At some point next month, the N.J. Bureau of Public Utilities is expected to make an announcement on granting approval for a second wind farm off the coast. In the meantime, opposition for the proposal that would be built off Long Beach Island continues to mount, as does the company’s position that its project is good for the economy, the environment and the community.
Atlantic Shores Offshore Wind is poised to build that second wind farm. The closest western, or in-shore, boundary of the lease site is 10 miles from Barnegat Light and 9 miles from Holgate. The lease area has the potential to generate 3 gigawatts of offshore wind energy. Atlantic Shores plans to start onshore construction of substations in 2024 and offshore construction by 2025.
The project is a 50-50 partnership between Shell New Energies US LLC and EDF Renewables North America. It was formed in December 2018 to co-develop nearly 183,353 acres of leased sea area on the Outer Continental Shelf, located within the New Jersey Wind Energy Area.
“Atlantic Shores leads with science, and we are proud of having a proposed project that will bring tremendous value and opportunity to these communities in addition to green energy, including workforce training and well-paid jobs and investments in the state’s leading academic institutions, community organizations and environmental protection organizations,” said Jennifer Daniels, development director at Atlantic Shores.
Her comments came a week after Surf City’s official opposition to the project was made public. It was penned by Councilman Peter Hartney, who cited socio-economic/cultural, environmental, and safety concerns in his April 27 missive to the Bureau of Ocean Management.
“We understand the importance of the commercial and recreational fishing communities to New Jersey’s economy and culture. That’s why we have proactively worked to engage these communities to answer their questions and hear their feedback and input through public forums and our fishery liaison Capt. Kevin Wark and fisheries representative Capt. Adam Nowalsky,” Daniels said in a May 25 email refuting Hartney’s concerns. “We will continue to engage fishing communities as our project advances.”
Protection of ocean resources and co-existing with offshore wind and ocean users is a top priority for Atlantic Shores, she added.
“We recognize the many and different uses of the water in and around the Lease Area by various stakeholders,” Daniels said, noting Atlantic Shores will continue to engage with each stakeholder “to listen and to learn about concerns and how we can work together to co-exist.”
As a result, fishing will not be blocked in the lease area or around the wind turbines once the wind farm is constructed, she said.
“To ensure safety of mariners and the Atlantic Shores team, there could be temporary exceptions to this during the construction phase. We will work closely with mariner and fishing communities at the appropriate times if temporary exceptions are necessary,” Daniels added, reiterating Atlantic Shores has a close working relationship with the fishing community, leading academic institutions and environmental groups to study and better understand any potential effects on habitats and migration patterns of commercially and recreationally important fish and shellfish, such as surf clams, as well as marine mammals, sea turtles and birds, such as the red knot.
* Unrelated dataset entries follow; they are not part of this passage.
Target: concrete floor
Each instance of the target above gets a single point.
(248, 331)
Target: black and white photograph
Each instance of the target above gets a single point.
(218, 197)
Studies, both governmental and academic, in the United States and Europe found reef effects occur on offshore wind platforms, increasing the abundance, distribution and diversity of fish species while enhancing ocean habits and fish communities.
“In fact, we hope that the recreational fishing community will benefit from the turbine structures in our project area,” Daniels said.
To that end, she said, Atlantic Shores acknowledges the community concerns relating to electromagnetic fields and marine life.
“All research and monitoring at U.S. and global offshore wind sites show that EMF levels generated are low and do not cause harm to marine life and their navigation, orientation, movement, migration and feeding (foraging, predation) behaviors,” according to Daniels. “The transmission cables for our project are armored and insulated and will be buried six feet below the seabed.”
Ancillary cable protection could be used in areas where existing subsea infrastructures, such as telecommunication cables, already exist, she said. The buried cables will be periodically monitored through the life of the wind farm, she added.
In addressing Hartney’s concern about aging turbines and decommissioning, Daniels said plans for the 2050s and beyond are aimed for a zero-waste goal that maximizes the scope of offshore wind component removal in both federal and state waters, “providing for cost efficient disposal and recycling of applicable materials, including environmental measures to protect marine mammals during decommissioning operations,” she said.
Much like the decommissioning of nuclear power plants, funds are set aside at the start of the project for the purpose of dismantling it. Both the federal permit and the BPU require funding earmarked specifically for decommissioning, according to Daniels.
Lastly, Daniels addressed Hartney’s safety concerns in which he questioned the ability of the Coast Guard to carry out a rescue in the area of a wind farm.
“Atlantic Shores is working with the U.S. Coast Guard to explore ways we can collaborate to make any search and rescue efforts that occur without our Lease Area both efficient and effective,” she said. “Our goal is to, in fact, enhance safety for all mariners including our own marine workers within the wind farm.”
One of the areas Atlantic Shores is exploring with the Coast Guard is the integration of cutting-edge technologies on the turbines, such as very high frequency direction finding and high-resolution infrared detection systems that provide the exact location of vessels and/or individuals in distress, Daniels added.